Will, 29, one of the Shape founders, said he and his co-founder launched the app partly as an antidote to the shift (mostly in the US) towards low-cost, share-buying apps that do not give much information on the companies people are investing in, such as Robin Hood and Bux, aside from price: “Low cost investing is huge, particularly in the US where some apps let you trade for 0% commission, but it’s also a minefield, people are going in blind. It’s a bit like shopping on eBay, there is a lot of risk.

“At the same time, there is this huge push in institutional investing towards corporate governance.  Our generation, the one that grew up mostly after the financial crisis of 2008, are bothered about Environmental Social Governance. We want to know what a company is like on an ethical level. And if you are serious about investing in line with your morals, you can’t invest in an index, because you don’t have that control.”

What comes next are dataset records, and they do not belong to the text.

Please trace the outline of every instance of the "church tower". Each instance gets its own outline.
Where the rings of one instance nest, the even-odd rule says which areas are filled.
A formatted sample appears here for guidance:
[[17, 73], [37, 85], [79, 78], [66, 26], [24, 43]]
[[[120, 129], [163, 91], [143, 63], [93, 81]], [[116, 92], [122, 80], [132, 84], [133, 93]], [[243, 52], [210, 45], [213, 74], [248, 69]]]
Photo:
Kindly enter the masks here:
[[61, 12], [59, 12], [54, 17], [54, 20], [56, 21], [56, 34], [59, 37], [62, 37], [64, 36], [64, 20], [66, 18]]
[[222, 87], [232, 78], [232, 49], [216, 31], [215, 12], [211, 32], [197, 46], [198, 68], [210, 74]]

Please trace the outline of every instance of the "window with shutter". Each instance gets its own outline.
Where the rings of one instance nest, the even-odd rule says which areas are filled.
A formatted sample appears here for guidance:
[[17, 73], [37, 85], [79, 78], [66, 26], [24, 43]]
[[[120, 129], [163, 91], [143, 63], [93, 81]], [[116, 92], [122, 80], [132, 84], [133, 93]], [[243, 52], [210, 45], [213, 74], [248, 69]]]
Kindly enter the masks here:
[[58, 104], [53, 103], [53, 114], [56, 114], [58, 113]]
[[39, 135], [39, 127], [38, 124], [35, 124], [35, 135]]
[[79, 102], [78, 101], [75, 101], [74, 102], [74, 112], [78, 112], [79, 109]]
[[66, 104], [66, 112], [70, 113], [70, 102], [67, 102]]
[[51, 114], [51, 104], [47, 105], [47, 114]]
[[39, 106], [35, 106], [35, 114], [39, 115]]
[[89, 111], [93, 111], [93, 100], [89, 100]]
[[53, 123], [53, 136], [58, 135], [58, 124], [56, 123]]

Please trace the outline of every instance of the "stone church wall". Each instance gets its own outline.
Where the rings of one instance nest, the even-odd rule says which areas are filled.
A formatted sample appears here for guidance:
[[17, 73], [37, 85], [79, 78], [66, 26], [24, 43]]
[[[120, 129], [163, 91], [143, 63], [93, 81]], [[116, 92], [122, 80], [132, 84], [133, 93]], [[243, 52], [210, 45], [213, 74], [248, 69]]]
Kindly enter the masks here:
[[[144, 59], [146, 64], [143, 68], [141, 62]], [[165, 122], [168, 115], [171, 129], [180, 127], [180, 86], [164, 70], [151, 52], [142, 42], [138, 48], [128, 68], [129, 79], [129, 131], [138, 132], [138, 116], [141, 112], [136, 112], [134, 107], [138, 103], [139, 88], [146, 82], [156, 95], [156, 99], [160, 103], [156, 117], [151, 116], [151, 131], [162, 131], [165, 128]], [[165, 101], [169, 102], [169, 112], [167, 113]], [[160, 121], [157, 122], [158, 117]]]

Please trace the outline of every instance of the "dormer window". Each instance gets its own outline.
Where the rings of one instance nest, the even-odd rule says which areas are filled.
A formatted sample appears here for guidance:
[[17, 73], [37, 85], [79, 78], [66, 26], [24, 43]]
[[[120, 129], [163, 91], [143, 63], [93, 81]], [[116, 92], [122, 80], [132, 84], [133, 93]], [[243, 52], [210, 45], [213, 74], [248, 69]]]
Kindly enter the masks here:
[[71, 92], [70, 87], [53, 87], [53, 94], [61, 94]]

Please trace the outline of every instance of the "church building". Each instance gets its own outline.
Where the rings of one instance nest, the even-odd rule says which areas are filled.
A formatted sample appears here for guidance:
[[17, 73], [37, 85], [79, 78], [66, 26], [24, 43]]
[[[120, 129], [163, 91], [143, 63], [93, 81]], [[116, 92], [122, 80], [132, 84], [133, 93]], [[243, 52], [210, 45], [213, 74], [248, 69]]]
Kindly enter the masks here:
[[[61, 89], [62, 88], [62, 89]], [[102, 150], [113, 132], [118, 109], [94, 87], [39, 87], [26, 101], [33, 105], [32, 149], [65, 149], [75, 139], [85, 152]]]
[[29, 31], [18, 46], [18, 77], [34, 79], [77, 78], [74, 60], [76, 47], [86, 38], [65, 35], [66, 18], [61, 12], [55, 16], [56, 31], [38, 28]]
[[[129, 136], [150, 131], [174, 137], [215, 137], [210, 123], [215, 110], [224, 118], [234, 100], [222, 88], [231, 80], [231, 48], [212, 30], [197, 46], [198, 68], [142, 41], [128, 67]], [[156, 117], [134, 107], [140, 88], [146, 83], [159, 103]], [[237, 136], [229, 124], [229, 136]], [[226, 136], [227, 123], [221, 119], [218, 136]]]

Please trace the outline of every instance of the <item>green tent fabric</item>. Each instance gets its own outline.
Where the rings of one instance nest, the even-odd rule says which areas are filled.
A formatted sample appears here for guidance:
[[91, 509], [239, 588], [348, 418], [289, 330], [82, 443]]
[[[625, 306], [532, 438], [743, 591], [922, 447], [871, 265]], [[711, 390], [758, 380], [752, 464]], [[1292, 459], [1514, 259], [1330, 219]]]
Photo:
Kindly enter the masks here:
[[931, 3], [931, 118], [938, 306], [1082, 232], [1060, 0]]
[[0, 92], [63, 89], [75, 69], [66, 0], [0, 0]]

So Shape curates a list of stocks based on their ESG records, such as a company’s history of pollution, corruption160x600-v1-1-1, that kind of thing, and gives you this information FOR FREE. No heavy research, no financial advice. Just an app.

That IFISA is so you

Another way to gain more control of where your money goes is to get into peer-to-peer lending, via sites such as Abundance Investments, Crowd2Fund and Downing. These platforms list specific projects or businesses looking to raise money. In return, they agree to pay funders a rate of interest over an agreed term. These three platforms are offering investments in the new Innovative Finance ISA, meaning gains will be tax-free.

Funds for all values

If you are browsing stocks and shares ISA options in the coming months and like the idea of investing in stuff you actually think makes the world a better place (more important now than ever, no?) Then take a gander at Alliance Trust Sustainable Futures, Impax Environmental Markets, and WHEB Sustainability, for starters.